Nach 105 Jahren entziffert
Gefunden worden war der Messergriff – denn nur dieser ist noch erhalten – bereits 1918 bei einer Grabung knapp nördlich der heutigen Salzburger Straße zwischen der Hamerling- und der Vogelweiderstraße.

Damals legten Archäologen ein Stück einer antiken Ost-West-Straße und südlich anschließend Reste von Gebäuden frei. Eines davon wurde als Metallwerkstätte interpretiert. Die Fundstücke gehören vorwiegend dem 2. Jahrhundert nach Christus an.

Bild: Stadt Wels

Von Anfang an richtig lagen die Experten mit der Identifizierung des Materials:
Das Fundstück besteht tatsächlich aus Elfenbein. Auch über die Tatsache, dass die eingeritzten Schriftzeichen keineswegs römisch seien, bestand Einigkeit.

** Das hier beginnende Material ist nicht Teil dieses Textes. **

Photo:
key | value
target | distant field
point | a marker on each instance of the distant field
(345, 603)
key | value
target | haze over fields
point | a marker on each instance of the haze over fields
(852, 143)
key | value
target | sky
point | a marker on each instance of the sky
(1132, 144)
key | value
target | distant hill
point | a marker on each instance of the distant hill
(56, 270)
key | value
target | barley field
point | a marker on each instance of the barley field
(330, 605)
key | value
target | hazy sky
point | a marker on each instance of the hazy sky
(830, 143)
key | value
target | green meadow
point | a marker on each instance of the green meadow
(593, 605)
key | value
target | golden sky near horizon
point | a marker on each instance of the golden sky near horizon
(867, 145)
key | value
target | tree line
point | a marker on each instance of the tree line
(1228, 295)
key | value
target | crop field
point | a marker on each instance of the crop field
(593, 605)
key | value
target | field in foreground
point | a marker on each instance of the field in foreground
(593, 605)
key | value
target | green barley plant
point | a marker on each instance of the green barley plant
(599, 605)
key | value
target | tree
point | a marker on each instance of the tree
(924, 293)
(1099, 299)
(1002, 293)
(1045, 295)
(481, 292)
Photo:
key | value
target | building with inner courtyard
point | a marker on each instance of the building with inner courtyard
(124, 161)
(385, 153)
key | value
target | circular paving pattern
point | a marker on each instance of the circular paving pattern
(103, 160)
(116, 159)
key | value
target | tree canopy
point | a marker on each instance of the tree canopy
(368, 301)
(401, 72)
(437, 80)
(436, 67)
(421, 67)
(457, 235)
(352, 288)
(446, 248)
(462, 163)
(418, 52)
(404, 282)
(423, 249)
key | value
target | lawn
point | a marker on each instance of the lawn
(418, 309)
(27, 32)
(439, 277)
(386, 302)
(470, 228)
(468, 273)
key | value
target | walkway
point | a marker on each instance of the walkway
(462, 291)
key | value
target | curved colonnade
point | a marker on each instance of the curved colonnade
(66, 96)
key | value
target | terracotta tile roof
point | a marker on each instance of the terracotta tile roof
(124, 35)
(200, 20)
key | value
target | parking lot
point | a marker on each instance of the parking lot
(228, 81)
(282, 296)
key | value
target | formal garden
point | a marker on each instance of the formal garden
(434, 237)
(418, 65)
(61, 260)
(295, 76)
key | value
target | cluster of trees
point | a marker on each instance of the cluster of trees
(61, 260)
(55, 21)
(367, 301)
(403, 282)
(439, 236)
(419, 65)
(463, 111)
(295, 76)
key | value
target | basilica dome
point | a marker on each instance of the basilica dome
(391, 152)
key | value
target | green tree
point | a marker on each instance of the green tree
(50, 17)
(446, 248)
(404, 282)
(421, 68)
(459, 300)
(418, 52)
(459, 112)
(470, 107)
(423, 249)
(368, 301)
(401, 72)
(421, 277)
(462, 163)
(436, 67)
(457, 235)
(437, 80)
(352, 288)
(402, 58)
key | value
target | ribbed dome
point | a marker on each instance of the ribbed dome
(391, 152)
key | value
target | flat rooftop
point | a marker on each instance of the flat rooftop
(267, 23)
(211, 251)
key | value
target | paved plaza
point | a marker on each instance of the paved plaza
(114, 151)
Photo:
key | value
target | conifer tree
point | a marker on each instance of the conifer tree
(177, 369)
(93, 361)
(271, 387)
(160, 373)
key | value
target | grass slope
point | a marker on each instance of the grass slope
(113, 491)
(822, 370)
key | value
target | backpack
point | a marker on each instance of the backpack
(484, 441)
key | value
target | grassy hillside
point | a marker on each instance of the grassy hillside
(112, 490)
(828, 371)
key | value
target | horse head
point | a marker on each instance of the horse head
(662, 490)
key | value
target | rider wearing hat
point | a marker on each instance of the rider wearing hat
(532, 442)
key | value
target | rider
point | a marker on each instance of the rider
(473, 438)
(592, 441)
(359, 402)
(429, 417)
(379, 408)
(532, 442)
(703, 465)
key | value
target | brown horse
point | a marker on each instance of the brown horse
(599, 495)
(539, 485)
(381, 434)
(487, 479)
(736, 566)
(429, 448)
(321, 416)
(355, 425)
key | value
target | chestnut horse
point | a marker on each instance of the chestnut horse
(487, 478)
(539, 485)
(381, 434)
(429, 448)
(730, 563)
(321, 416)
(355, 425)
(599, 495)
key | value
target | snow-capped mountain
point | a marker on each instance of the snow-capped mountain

Über die tatsächliche Herkunft gab es jedoch nur Vermutungen:
Ferdinand Wiesinger – damals leitender Beamter der Stadtverwaltung und Stadtarchäologe in einer Person und heute Namensgeber eines Straßenzuges im Stadtteil Vogelweide – vermutete den orientalisch-ägyptischen Bereich, Fachkollegen hingegen tippten auf einen mittelpersischen Ursprung in Zusammenhang mit dem Mithraskult.

Doch weit gefehlt! Denn nun steht fest, dass der Welser Messergriff mit ziemlicher Sicherheit aus Niya stammt. Dieses einst bedeutende Handelszentrum lag am südlichen Zweig der Seidenstraße im westlichen Teil der Taklamakan-Wüste und ging in den ersten Jahrhunderten nach Christus aufgrund von Wassermangel unter. Heute liegt das Gebiet in der Volksrepublik China, genauer gesagt im Regierungsbezirk Hotan in der autonomen Region Xinjang (heute des öfteren in den Schlagzeilen durch die Uiguren-Minderheit und deren Konflikte mit der Pekinger Zentralverwaltung).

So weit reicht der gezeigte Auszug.